– Да, я изменила тебе! – кричали мне ее помертвевшие губы. – Я знала, что ты невинен…
   – Молчи, молчи.
   – Надо мной смеялись, даже друзья твои, твоя мать, которую я за это ненавижу, все предали тебя. И только я одна твердила: он невинен.
   О, если бы знала эта женщина, что делают со мной ее слова! Если бы рог архангела, зовущего на Страшный суд, зазвучал над самым ухом моим, он не испугал бы меня так: что значит для смелого слуха рев трубы, зовущей к борьбе и состязанию. Воистину бездна раскрылась под ногами моими, и, точно ослепленный молнией, точно ударом оглушенный, я закричал в диком и непонятном восторге:
   – Молчи! Я…
   Если бы женщина эта была послана Богом, она замолчала бы; если бы дьяволом была послана – замолчала бы она и тогда. Но не было в ней ни Бога, ни дьявола, и, перебивая меня, не давая мне окончить начатого, она продолжала:
   – Нет, я не замолчу. Я все должна сказать тебе, я столько лет ждала тебя. Слушай, слушай!
   Но вдруг увидела она мое лицо и отступила в испуге.
   – Что ты? Что с тобою? Зачем ты смеешься? Я боюсь твоей улыбки. Перестань смеяться! Не надо, не надо!
   Но я и не смеялся, я только улыбался тихо. А затем совершенно серьезно и без улыбки я сказал:
   – Я улыбаюсь, потому что рад видеть тебя. Говори мне о себе.

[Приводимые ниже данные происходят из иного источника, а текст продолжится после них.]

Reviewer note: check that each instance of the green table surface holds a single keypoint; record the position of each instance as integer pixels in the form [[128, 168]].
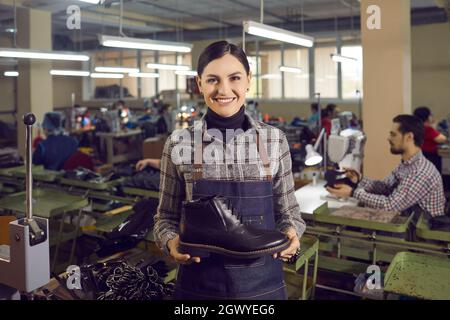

   И как во сне увидел я склоненное ко мне лицо, и тихий, страшный шепот коснулся моего слуха:
   – Ты знаешь, я люблю тебя. Ты знаешь, всю жизнь я любила только тебя одного. Я жила с другим и была верна ему, у меня дети, но, ты знаешь, все они чужие мне: и он, и дети, и я сама. Да, я изменила тебе, я преступница, но я не знаю, что сделалось тогда со мною, ты ведь знаешь, какой он? Он был так добр со мною, он притворялся, я потом узнала это, что также не верит в твою виновность, и этим, подумай, этим он купил меня.
   – Ты лжешь!
   – Клянусь тебе. Целый год ходил он около меня и говорил только о тебе. Знаешь, он даже плакал однажды, когда я рассказала ему о тебе, о твоих страданиях, о твоей любви.
   – Но ведь он же лгал!
   – Ну да, конечно, лгал. Но тогда он показался мне таким милым, таким добрым, что я поцеловала его в лоб. Но только в лоб, больше не было ничего, даю тебе честное слово[69]. Потом мы с ним возили цветы тебе, в тюрьму. И вот раз, когда мы возвращались… нет, ты послушай… он вдруг предложил мне поехать покататься, вечер был такой хороший…
   – И ты поехала! Как же смела ты поехать! Ты только что видела мою тюрьму, ты только что была вблизи меня – и смела поехать с ним? Какая подлость!
   – Молчи, молчи. Я знаю, я преступница. Но я так устала, так измучилась, а ты был так далеко. Пойми меня.
   Она заплакала, ломая руки.
   – Пойми меня. Я так измучилась тогда. И он… ведь он же видел, какая я… он осмелился поцеловать меня.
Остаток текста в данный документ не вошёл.